Just like that, I was exposed, facing off against twenty or thirty pissed-off cops.
The closest Snout raised his weapon and I willed myself to engineer another energy shield when gunfire rang out.
I ducked, covering my ear as the bodies of the Snouts were whipsawed back across the floor.
Wheeling around, I saw Kree clutching her two pistols. She was advancing like an angel of death, cutting down the Snouts where they stood.
With a series of expertly placed shots, she was able to beat the Snouts back, but her guns soon clicked on empty chambers.
More Snouts appeared as Kree grabbed my wrist and pulled me into the hole in the wall.
I slipped my helmet on as we plunged headlong into the semi-darkness that lay between the room and what I could see was the rear of the building.
We ran raggedly outside and were immediately greeted by the sound of machines clattering overhead.
My gaze ratcheted up and I spotted several law enforcement wave sleds dipping and dropping down over the alleyways and side streets.
The readouts on my visor were blinking red and the heads-up display listed three law enforcement sleds overhead and twenty-seven Snouts nearby and closing in to surround us.
I looked to the right and spotted Atlas and the others, but before we could move to them, a flash-bang grenade exploded.
Then another round burst in front of us and two more quickly followed.
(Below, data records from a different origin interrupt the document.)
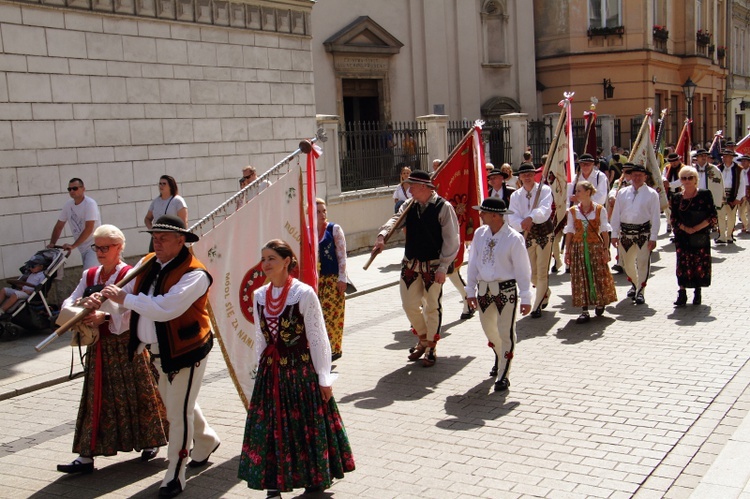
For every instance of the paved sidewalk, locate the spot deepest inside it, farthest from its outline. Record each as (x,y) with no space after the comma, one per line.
(645,402)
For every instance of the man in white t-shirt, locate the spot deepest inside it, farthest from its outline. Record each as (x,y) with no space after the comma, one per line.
(82,214)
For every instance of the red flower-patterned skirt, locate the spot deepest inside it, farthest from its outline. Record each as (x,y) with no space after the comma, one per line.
(292,439)
(120,409)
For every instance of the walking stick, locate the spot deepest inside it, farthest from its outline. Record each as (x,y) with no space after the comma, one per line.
(83,313)
(390,232)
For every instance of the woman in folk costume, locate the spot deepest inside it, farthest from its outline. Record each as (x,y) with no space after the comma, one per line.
(587,253)
(120,408)
(294,436)
(331,277)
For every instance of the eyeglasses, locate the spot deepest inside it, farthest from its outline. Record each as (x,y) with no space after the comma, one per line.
(103,249)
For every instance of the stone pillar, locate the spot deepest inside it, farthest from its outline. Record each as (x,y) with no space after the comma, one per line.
(331,185)
(608,132)
(519,136)
(437,137)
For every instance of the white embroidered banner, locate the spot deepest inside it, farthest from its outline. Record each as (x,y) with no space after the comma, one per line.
(231,253)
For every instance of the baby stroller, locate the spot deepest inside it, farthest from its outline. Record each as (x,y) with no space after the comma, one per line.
(34,312)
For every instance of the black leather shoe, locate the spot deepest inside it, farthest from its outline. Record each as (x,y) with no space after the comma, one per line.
(200,464)
(502,385)
(149,454)
(469,314)
(76,467)
(172,489)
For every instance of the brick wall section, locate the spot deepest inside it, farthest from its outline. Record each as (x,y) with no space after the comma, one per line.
(119,101)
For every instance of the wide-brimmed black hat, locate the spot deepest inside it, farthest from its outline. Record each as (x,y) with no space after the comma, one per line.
(172,223)
(526,168)
(497,171)
(420,177)
(494,205)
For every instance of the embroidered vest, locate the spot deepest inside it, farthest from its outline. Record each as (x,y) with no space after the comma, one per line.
(186,339)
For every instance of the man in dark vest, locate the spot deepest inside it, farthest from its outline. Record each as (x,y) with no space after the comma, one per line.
(731,174)
(168,316)
(432,244)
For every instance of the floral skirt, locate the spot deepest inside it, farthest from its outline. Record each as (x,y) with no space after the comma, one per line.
(292,439)
(693,264)
(120,409)
(595,288)
(332,303)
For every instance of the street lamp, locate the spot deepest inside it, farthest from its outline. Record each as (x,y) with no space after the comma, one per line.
(689,89)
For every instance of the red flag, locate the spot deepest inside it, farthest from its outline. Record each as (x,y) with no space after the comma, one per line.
(309,257)
(743,146)
(461,180)
(684,143)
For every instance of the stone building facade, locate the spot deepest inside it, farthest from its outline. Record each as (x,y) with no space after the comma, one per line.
(644,50)
(120,92)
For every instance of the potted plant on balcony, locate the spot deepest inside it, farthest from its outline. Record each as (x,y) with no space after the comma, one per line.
(661,32)
(703,37)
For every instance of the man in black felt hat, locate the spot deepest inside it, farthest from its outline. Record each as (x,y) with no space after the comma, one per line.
(635,228)
(168,315)
(531,214)
(731,175)
(500,271)
(432,244)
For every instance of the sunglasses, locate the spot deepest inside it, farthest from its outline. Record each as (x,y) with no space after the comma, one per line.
(102,249)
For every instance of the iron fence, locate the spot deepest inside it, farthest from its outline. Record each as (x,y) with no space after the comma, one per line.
(373,153)
(579,134)
(495,133)
(539,139)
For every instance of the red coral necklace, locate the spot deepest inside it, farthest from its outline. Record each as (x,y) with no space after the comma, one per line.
(275,306)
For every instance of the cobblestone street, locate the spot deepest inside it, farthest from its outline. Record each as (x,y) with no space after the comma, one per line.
(637,403)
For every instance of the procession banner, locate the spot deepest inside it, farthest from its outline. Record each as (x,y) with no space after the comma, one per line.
(684,143)
(743,146)
(643,154)
(231,252)
(461,180)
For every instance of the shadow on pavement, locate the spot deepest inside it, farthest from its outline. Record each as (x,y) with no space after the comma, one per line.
(573,333)
(478,405)
(411,382)
(691,315)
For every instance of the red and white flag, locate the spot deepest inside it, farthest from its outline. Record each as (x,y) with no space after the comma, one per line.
(231,253)
(743,146)
(309,256)
(462,181)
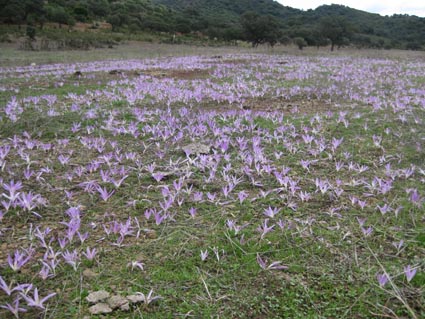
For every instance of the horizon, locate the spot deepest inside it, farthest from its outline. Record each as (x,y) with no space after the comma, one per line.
(391,7)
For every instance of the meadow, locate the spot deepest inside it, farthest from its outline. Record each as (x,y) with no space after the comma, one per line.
(212,183)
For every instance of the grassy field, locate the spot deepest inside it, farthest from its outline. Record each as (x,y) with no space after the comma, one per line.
(229,182)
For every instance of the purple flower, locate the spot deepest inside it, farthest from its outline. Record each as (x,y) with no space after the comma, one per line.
(19,259)
(204,255)
(409,272)
(90,254)
(192,212)
(35,301)
(14,309)
(271,212)
(382,279)
(276,265)
(104,194)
They were being fired at us by Snouts perched on the backs of the sleds which began dropping toward the ground in the area that separated us and Atlas and the others.
The explosions disoriented me for a few heartbeats. Even with my helmet on,
stars filled my eyes and my ears throbbed.
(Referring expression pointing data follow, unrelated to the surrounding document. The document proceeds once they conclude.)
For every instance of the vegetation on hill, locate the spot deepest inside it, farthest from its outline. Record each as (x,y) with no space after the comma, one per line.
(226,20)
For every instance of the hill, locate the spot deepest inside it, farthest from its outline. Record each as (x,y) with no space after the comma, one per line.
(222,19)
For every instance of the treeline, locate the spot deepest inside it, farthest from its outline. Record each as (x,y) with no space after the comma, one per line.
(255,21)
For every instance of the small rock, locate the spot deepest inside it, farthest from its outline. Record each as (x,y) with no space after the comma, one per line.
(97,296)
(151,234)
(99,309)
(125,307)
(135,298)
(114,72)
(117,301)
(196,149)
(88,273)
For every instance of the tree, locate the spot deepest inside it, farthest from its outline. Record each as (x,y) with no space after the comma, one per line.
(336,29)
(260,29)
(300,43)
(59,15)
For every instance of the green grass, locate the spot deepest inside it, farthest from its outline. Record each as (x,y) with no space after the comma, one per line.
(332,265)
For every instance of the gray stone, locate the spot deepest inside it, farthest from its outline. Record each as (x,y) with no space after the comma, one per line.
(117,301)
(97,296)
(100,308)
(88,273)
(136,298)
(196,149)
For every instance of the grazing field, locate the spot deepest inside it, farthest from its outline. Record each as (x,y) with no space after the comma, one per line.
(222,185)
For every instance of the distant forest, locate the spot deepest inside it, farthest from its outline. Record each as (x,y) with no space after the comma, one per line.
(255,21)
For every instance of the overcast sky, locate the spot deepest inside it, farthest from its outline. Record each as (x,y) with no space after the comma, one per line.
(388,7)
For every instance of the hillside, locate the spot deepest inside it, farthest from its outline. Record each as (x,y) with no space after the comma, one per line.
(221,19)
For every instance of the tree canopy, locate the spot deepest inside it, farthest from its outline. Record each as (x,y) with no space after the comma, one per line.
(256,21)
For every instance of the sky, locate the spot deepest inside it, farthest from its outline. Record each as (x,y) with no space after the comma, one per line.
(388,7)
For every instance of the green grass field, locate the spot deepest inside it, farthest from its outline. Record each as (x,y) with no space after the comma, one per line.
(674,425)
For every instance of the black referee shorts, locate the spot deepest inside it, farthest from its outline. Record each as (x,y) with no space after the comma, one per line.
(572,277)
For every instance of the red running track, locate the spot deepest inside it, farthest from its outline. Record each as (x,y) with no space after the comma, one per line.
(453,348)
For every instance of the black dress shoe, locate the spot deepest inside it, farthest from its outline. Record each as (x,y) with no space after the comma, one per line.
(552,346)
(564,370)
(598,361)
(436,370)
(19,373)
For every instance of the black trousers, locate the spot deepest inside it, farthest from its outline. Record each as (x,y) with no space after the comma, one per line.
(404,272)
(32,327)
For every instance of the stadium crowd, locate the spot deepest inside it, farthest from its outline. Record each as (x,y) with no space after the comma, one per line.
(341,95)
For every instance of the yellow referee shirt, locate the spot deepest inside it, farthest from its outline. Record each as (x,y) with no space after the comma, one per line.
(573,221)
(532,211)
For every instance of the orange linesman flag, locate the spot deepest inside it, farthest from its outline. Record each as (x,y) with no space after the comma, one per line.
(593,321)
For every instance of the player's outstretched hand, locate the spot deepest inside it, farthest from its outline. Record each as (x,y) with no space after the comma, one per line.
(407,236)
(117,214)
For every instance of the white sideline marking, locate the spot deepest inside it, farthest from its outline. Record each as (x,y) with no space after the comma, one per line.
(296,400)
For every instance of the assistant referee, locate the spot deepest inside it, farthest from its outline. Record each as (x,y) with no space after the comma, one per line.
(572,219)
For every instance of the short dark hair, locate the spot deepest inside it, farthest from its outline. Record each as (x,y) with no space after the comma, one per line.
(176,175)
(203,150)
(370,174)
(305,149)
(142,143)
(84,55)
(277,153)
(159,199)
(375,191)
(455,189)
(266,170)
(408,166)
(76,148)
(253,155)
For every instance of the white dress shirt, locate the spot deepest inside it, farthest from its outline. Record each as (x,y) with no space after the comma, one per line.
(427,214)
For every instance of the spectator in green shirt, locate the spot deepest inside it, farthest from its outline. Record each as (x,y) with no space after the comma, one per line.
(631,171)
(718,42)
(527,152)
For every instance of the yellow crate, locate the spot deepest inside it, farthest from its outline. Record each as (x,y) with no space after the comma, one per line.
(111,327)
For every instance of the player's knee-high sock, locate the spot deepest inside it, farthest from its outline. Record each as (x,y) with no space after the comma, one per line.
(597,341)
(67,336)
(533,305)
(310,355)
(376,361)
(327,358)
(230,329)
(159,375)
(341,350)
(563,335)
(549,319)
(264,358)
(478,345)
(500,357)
Kree grabbed my hand and forced me back. I knew there was no way we’d be able to rendezvous with Atlas and the rest.
The other wave sleds sliced down toward us and the Snouts began firing at us with non-lethal munitions, including a kind of rubber bullet that bounced off the ground, zipping between my legs.
My body tensed at the sight of the wave sled that was strafing us.
A round from one of the sleds walloped me in the head, spiderwebbing my visor. The impact caused my momentary wooziness to vanish instantly. I felt my body flood with renewed vigor and I harnessed the pain, the anger, dropping down into my zone.
Kree was urging me to run, but I stood my ground.
The air was raw with a metallic taste as two balls of pure energy materialized in the palms of my hands. I thrust them forward like shot-puts, and they exploded near the nose of the sled, causing it to break apart. The Snouts tumbled from the machine, which slammed through a nearby wall before vanishing in a greasy orange fireball. The heads-up display in my helmet reflected the carnage, the details showing that we'd reduced the attacking Snouts by half.
Doubling back, Kree shrieked to run and I did, following her as we made our escape between a clutch of monolithic buildings, swinging left, then hauling ass to the right.
I had no idea where we were running, but Kree apparently did.
She sprinted out ahead of me, juking under a covered walkway that connected the building with the Lout’s shop to another structure, a sagging, multi-storied building covered in so much green vine that it resembled an emerald tapestry hanging from the exterior.
“Do you know where you’re going?!”
She turned, her eyes glowing. “I thought you did!”
I spun and looked back. The area we’d just come from was swarming with law enforcement. One of them, a tall Snout with a black helmet, spotted us and blew a whistle.